Academia é convívio


Arnaldo Niskier

 

 Quando me perguntam para que servem as Academias de Letras, o primeiro pensamento que me ocorre é sobre os objetivos de sua existência. Seguramente não é só para que nelas se sirva, uma vez por semana, o gostoso chá de que tanto se fala, às vezes até maldosamente. Não! A marca notável das Academias está sintetizada na palavra convívio. Não é incomum, nos discursos de posse, a referência ao fato de que “agora, estamos condenados a conviver para o resto da vida”, o que implica a renúncia a personalismos ou ao exercício de atitudes de arrogância ou prepotência.
 
 As Academias têm longa vida de prevalência da harmonia entre os seus membros, mesmo quando se esteja referindo às de menor porte. Como há milhares em nosso país. E quantas mais houvesse, no mínimo uma em cada um dos 5,5 mil municípios brasileiros, melhor seria.
 
 Entre nós generalizou-se a crença de que essas entidades, em geral sociedades civis sem fins lucrativos, vivem mobilizadas por duas ideias centrais: desenvolver o gosto pela literatura e zelar pela valorização da língua portuguesa, hoje falada no mundo por cerca de 240 milhões de pessoas. Com a adoção de uma só configuração escrita, como pretende o Acordo Ortográfico, estrategicamente daremos um salto no concerto internacional, pois logo poderemos reivindicar a oficialização da língua de Machado de Assis nos foros internacionais promovidos pela ONU.
 
 Pesquisa da Datafolha mostra que a Academia Brasileira de Letras, nascida do sonho de jovens escritores, em 1897, tem uma posição ímpar na sociedade brasileira, como entidade cultural de grande expressão, aprovada por 84% dos cidadãos ouvidos.
 
 Se a matriz tem esse prestígio, parece óbvio que as demais Academias também sejam alvo dessa admiração.
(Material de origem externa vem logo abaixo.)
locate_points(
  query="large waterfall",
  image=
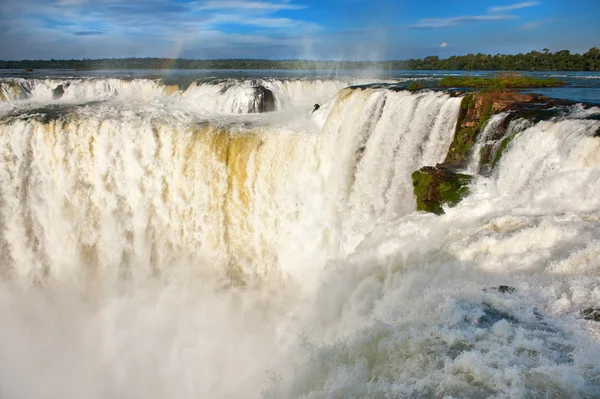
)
(162, 242)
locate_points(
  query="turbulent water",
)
(167, 242)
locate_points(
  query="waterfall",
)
(158, 241)
(237, 195)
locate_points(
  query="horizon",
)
(349, 30)
(273, 60)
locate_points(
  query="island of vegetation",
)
(499, 82)
(533, 61)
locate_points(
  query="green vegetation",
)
(533, 61)
(435, 187)
(414, 86)
(465, 136)
(499, 82)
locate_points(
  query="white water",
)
(224, 96)
(128, 229)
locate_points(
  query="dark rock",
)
(438, 186)
(414, 86)
(59, 91)
(475, 110)
(592, 314)
(505, 289)
(265, 100)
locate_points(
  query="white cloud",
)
(515, 6)
(247, 5)
(530, 25)
(438, 23)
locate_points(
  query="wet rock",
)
(475, 110)
(505, 289)
(435, 186)
(592, 314)
(265, 100)
(59, 91)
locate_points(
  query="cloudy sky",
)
(307, 29)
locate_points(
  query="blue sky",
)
(307, 29)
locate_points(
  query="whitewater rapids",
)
(161, 242)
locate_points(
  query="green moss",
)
(421, 183)
(465, 138)
(434, 191)
(414, 86)
(500, 151)
(499, 82)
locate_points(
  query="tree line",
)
(533, 61)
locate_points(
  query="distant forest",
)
(533, 61)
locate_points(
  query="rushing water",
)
(163, 241)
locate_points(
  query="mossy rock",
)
(437, 186)
(414, 86)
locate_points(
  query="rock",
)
(505, 289)
(592, 314)
(265, 100)
(435, 186)
(414, 86)
(59, 91)
(475, 110)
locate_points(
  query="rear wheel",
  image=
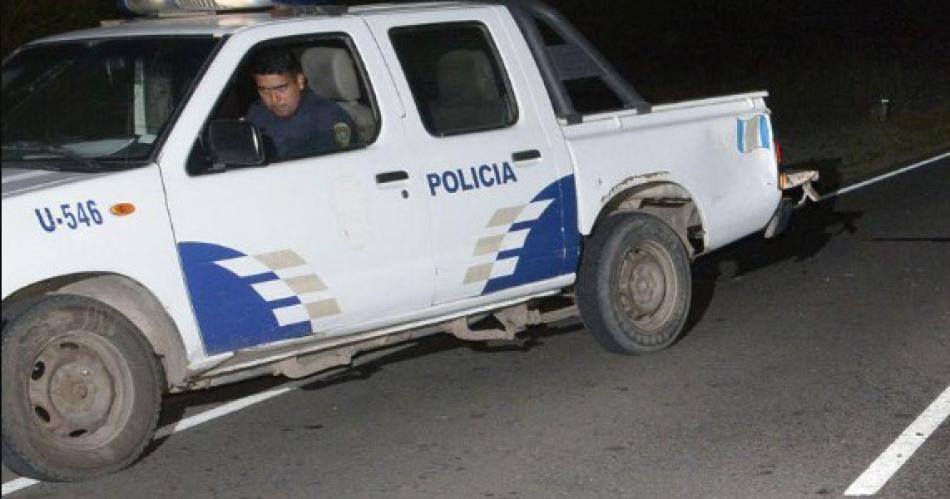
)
(81, 390)
(634, 285)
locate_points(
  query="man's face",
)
(281, 93)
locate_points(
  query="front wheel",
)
(81, 390)
(634, 284)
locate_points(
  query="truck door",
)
(495, 193)
(316, 245)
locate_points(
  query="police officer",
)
(294, 121)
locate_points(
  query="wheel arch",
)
(670, 202)
(126, 295)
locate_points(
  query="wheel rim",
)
(78, 390)
(647, 288)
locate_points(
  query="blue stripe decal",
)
(230, 314)
(552, 247)
(740, 135)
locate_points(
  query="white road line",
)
(189, 422)
(884, 467)
(18, 484)
(885, 176)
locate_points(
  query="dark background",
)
(826, 64)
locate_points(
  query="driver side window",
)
(306, 96)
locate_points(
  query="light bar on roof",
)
(155, 7)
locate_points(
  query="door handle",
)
(390, 177)
(526, 155)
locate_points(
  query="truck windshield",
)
(91, 105)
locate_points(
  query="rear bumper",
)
(791, 182)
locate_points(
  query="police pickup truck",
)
(495, 168)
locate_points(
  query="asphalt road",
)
(806, 358)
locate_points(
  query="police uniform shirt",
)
(319, 126)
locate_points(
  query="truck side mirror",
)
(235, 143)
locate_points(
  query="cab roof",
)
(221, 24)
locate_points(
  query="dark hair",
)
(275, 60)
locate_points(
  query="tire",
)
(81, 390)
(634, 284)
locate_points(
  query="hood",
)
(20, 181)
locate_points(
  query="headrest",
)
(466, 77)
(331, 73)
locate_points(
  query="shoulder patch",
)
(342, 134)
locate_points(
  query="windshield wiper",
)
(22, 151)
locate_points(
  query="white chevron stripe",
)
(291, 272)
(245, 266)
(293, 314)
(514, 240)
(504, 268)
(273, 290)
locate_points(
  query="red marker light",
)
(122, 209)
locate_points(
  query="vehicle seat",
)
(469, 97)
(331, 73)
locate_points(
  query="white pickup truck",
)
(497, 168)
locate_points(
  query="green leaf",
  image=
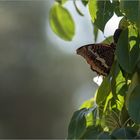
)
(123, 24)
(96, 32)
(92, 6)
(61, 1)
(133, 104)
(116, 6)
(123, 51)
(104, 135)
(77, 126)
(77, 9)
(131, 10)
(84, 2)
(128, 49)
(108, 40)
(103, 91)
(104, 13)
(92, 132)
(88, 104)
(61, 22)
(123, 133)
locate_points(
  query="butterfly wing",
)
(99, 56)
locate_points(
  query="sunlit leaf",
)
(116, 6)
(84, 2)
(123, 51)
(92, 132)
(123, 133)
(103, 135)
(77, 126)
(103, 14)
(77, 9)
(133, 104)
(61, 1)
(123, 24)
(103, 91)
(88, 103)
(128, 49)
(131, 9)
(61, 22)
(108, 40)
(92, 6)
(96, 32)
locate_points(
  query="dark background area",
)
(38, 82)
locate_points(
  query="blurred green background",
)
(42, 80)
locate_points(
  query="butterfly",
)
(100, 56)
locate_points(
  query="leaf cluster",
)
(114, 113)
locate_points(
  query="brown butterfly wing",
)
(99, 56)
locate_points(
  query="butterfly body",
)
(100, 56)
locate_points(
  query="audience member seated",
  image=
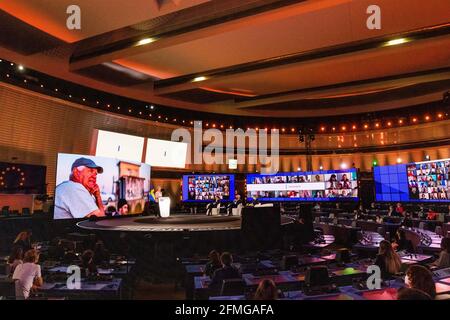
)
(101, 255)
(420, 278)
(213, 264)
(267, 290)
(28, 275)
(123, 207)
(431, 215)
(412, 294)
(422, 213)
(388, 260)
(391, 211)
(14, 259)
(232, 205)
(401, 243)
(400, 210)
(444, 256)
(379, 219)
(87, 263)
(226, 272)
(70, 257)
(210, 206)
(23, 240)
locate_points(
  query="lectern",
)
(164, 207)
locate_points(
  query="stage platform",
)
(176, 223)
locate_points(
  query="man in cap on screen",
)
(79, 197)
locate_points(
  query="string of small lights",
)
(18, 74)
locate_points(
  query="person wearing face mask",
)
(420, 278)
(79, 197)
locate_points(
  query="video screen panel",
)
(122, 186)
(426, 181)
(119, 146)
(164, 153)
(328, 185)
(205, 188)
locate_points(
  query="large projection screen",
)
(164, 153)
(119, 146)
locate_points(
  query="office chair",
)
(232, 287)
(287, 262)
(8, 289)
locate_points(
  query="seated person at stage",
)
(212, 205)
(28, 275)
(400, 210)
(422, 213)
(267, 290)
(213, 264)
(254, 201)
(14, 259)
(420, 278)
(401, 243)
(357, 214)
(123, 207)
(226, 272)
(412, 294)
(431, 215)
(379, 219)
(391, 211)
(111, 211)
(101, 255)
(388, 260)
(87, 263)
(23, 240)
(444, 256)
(236, 202)
(80, 196)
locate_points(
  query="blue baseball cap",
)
(87, 163)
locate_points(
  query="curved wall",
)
(35, 127)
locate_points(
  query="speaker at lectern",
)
(164, 207)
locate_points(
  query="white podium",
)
(164, 207)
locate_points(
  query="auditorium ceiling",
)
(265, 57)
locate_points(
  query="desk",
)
(89, 289)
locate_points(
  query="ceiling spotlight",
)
(145, 41)
(395, 42)
(198, 79)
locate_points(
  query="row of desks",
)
(388, 292)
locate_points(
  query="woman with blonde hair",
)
(388, 260)
(267, 290)
(23, 240)
(28, 275)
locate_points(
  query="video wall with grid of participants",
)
(325, 185)
(426, 181)
(205, 188)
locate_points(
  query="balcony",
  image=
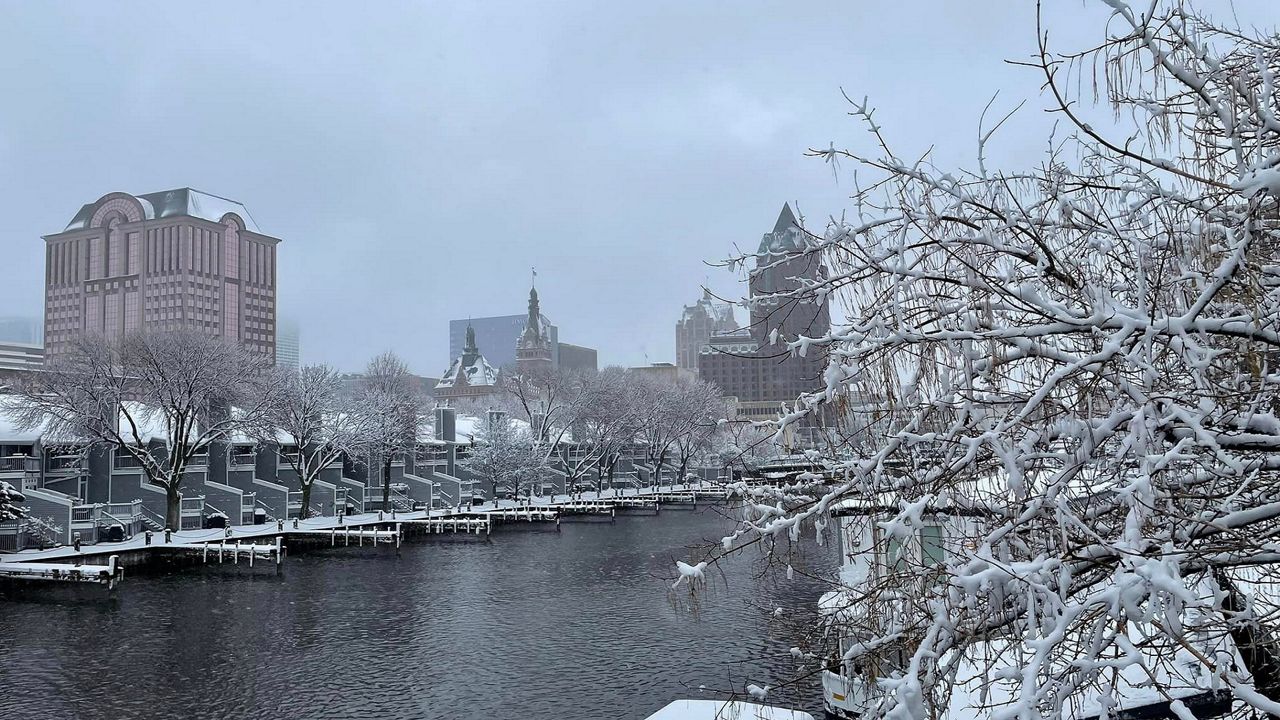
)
(19, 464)
(64, 465)
(242, 460)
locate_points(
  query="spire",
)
(786, 236)
(786, 219)
(534, 311)
(470, 352)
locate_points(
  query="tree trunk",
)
(173, 507)
(387, 483)
(305, 511)
(1257, 646)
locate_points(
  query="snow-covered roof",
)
(173, 203)
(720, 313)
(786, 236)
(479, 372)
(466, 427)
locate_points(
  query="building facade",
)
(664, 372)
(21, 356)
(696, 326)
(22, 329)
(745, 363)
(288, 343)
(577, 358)
(164, 260)
(470, 376)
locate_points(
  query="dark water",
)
(577, 624)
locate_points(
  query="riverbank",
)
(577, 623)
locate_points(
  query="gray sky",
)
(419, 158)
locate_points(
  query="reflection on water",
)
(571, 624)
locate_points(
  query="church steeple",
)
(469, 350)
(534, 349)
(534, 311)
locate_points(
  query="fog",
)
(417, 159)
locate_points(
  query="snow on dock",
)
(270, 541)
(725, 710)
(104, 574)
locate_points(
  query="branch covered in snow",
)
(1072, 370)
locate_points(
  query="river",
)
(530, 624)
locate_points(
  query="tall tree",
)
(392, 402)
(158, 397)
(1073, 367)
(506, 456)
(319, 419)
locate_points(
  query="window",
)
(932, 551)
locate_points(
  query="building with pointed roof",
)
(469, 377)
(163, 260)
(746, 363)
(696, 326)
(534, 349)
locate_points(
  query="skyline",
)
(417, 178)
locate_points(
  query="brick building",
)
(163, 260)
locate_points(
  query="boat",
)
(725, 710)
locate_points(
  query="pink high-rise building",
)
(164, 260)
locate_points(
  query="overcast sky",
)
(419, 158)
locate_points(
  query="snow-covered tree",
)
(699, 411)
(320, 420)
(1075, 364)
(391, 402)
(506, 455)
(673, 418)
(158, 397)
(551, 401)
(603, 427)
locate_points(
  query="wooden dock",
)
(105, 563)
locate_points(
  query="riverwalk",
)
(268, 542)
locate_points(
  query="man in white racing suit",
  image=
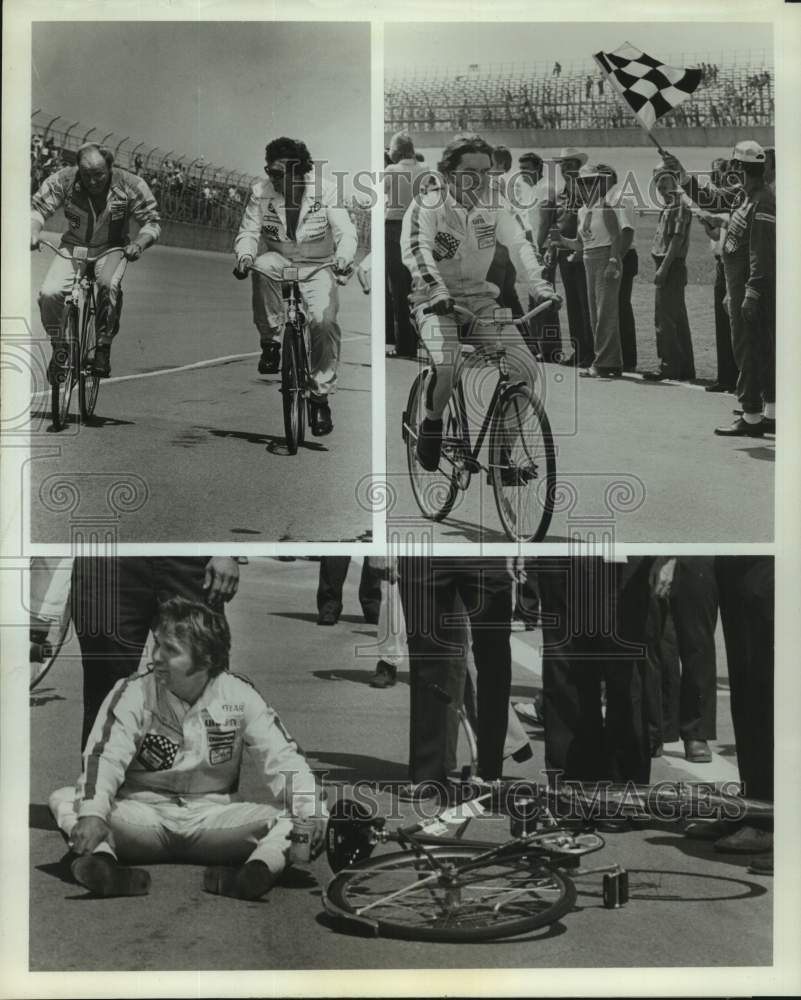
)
(99, 202)
(448, 243)
(293, 217)
(161, 772)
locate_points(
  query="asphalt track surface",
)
(199, 454)
(636, 461)
(690, 906)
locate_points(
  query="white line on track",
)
(208, 363)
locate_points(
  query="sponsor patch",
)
(445, 246)
(157, 752)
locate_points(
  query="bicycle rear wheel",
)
(292, 389)
(88, 382)
(435, 492)
(522, 461)
(407, 896)
(61, 391)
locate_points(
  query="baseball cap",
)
(748, 151)
(598, 170)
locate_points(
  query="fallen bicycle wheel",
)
(450, 894)
(522, 461)
(435, 492)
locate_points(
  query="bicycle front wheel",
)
(88, 382)
(451, 894)
(522, 465)
(292, 389)
(435, 492)
(62, 387)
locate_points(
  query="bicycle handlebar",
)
(89, 260)
(481, 321)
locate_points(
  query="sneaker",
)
(385, 675)
(250, 881)
(101, 363)
(270, 360)
(104, 876)
(429, 444)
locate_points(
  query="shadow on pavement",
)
(40, 817)
(358, 767)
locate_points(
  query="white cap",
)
(748, 151)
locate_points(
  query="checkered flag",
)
(649, 87)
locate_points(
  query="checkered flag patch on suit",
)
(158, 752)
(649, 87)
(445, 246)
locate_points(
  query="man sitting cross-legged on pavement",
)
(162, 767)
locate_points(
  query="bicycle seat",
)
(349, 834)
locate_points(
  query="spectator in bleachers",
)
(562, 215)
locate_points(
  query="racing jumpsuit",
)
(749, 265)
(128, 196)
(324, 230)
(448, 250)
(164, 776)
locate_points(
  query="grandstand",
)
(737, 90)
(189, 191)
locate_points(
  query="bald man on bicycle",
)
(293, 217)
(99, 201)
(448, 243)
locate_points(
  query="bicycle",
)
(78, 348)
(296, 384)
(521, 463)
(444, 887)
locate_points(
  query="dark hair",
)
(465, 143)
(290, 149)
(204, 631)
(93, 147)
(502, 156)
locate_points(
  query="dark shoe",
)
(385, 675)
(250, 881)
(321, 422)
(522, 754)
(746, 840)
(101, 363)
(270, 360)
(422, 791)
(104, 876)
(704, 830)
(697, 751)
(429, 444)
(740, 428)
(762, 865)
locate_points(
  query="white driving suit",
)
(324, 230)
(164, 776)
(448, 249)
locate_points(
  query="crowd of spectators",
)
(576, 98)
(200, 195)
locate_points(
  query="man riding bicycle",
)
(293, 218)
(448, 243)
(99, 200)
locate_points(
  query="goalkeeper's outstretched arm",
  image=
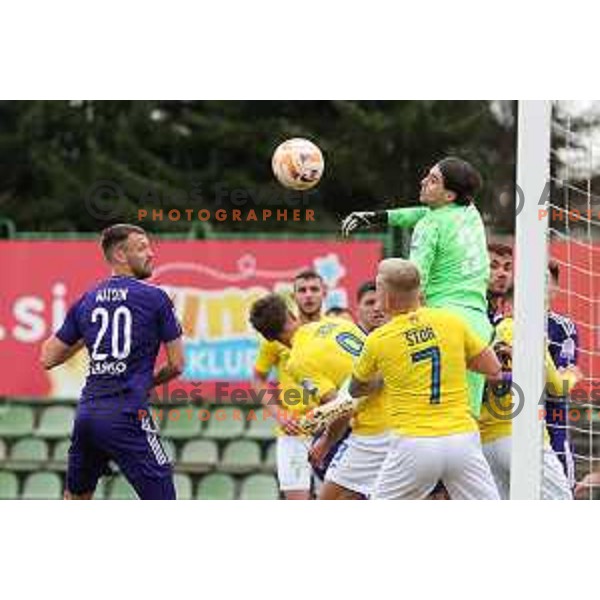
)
(397, 217)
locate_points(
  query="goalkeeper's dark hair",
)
(462, 178)
(500, 249)
(268, 315)
(116, 234)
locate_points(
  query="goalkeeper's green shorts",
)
(480, 324)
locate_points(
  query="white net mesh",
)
(574, 316)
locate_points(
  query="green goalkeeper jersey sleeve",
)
(406, 217)
(449, 247)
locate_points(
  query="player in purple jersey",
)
(563, 344)
(122, 322)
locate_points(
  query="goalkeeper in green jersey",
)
(448, 245)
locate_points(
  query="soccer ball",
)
(298, 164)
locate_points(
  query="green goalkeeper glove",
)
(363, 220)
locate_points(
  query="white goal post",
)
(531, 264)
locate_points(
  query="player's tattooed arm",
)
(55, 352)
(270, 398)
(175, 363)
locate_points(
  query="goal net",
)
(558, 226)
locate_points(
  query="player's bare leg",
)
(333, 491)
(297, 495)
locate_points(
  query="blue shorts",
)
(131, 441)
(321, 469)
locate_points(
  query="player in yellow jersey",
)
(423, 355)
(495, 423)
(293, 467)
(356, 463)
(321, 360)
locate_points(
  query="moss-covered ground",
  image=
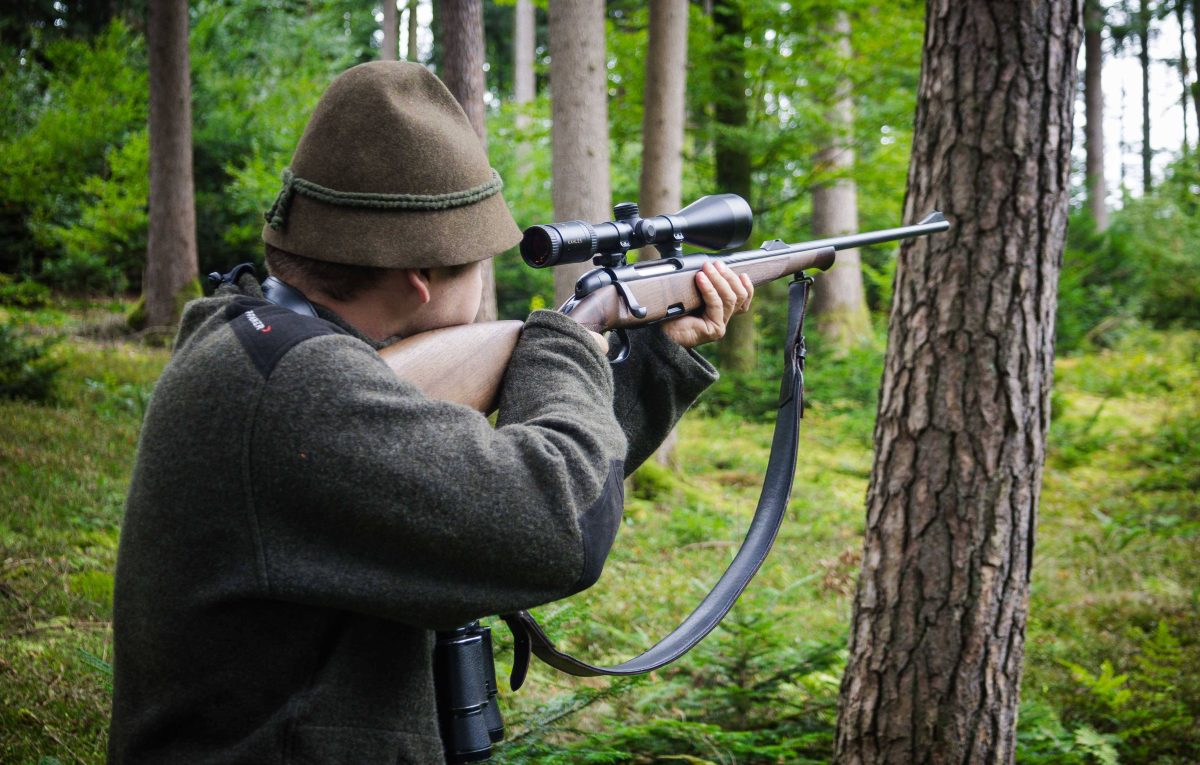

Para melhor compreensão do fenômeno, convém voltar ao passado para uma digressão prazerosa. Das publicações da Academia Brasileira de Letras, especialmente por intermédio do Centro de Memória, é possível conhecer com propriedade como se originaram as Academias.
 
 A “Academia” veio da escola de Platão, “situada perto da cidade, cercada de árvores, assim chamada por causa do semideus Academos”, a quem o jardim pertencera.
Durante muito tempo, no Brasil, as academias foram não apenas sociedade de sábios e letrados, senão ainda as faculdades superiores, de Direito e de Medicina; até hoje, um acadêmico pode tanto ser um membro da Academia Nacional de Medicina, quanto um estudante da Faculdade de Direito.
 
As primeiras academias regulares – no sentido restrito de associação espiritual, sem finalidade docente, que vai sendo o mais comum – são contemporâneas do Brasil; de 1570 é a Academia do Palácio, em Paris, que passou a chamar-se Academia Francesa.
 
No fim do século 19, no Brasil, Afonso Celso Júnior, ainda no Império, e Medeiros e Albuquerque, já na República, manifestaram votos por uma Academia nacional, como a francesa. O êxito social e literário da Revista Brasileira, de José Veríssimo, deu coesão a um grupo de escritores e, assim, possibilidade à ideia.
 
Lúcio de Mendonça teve, então, a iniciativa de uma Academia Brasileira de Letras. Assim foi fundada, independentemente, a ABL, hoje uma respeitadíssima organização cultural, que tem como objetivo maior o trato da língua portuguesa, como prova a edição do Vocabulário Ortográfico, com 360 mil verbetes, servindo de base para a implantação do Acordo de unificação ortográfica entre os povos lusófonos.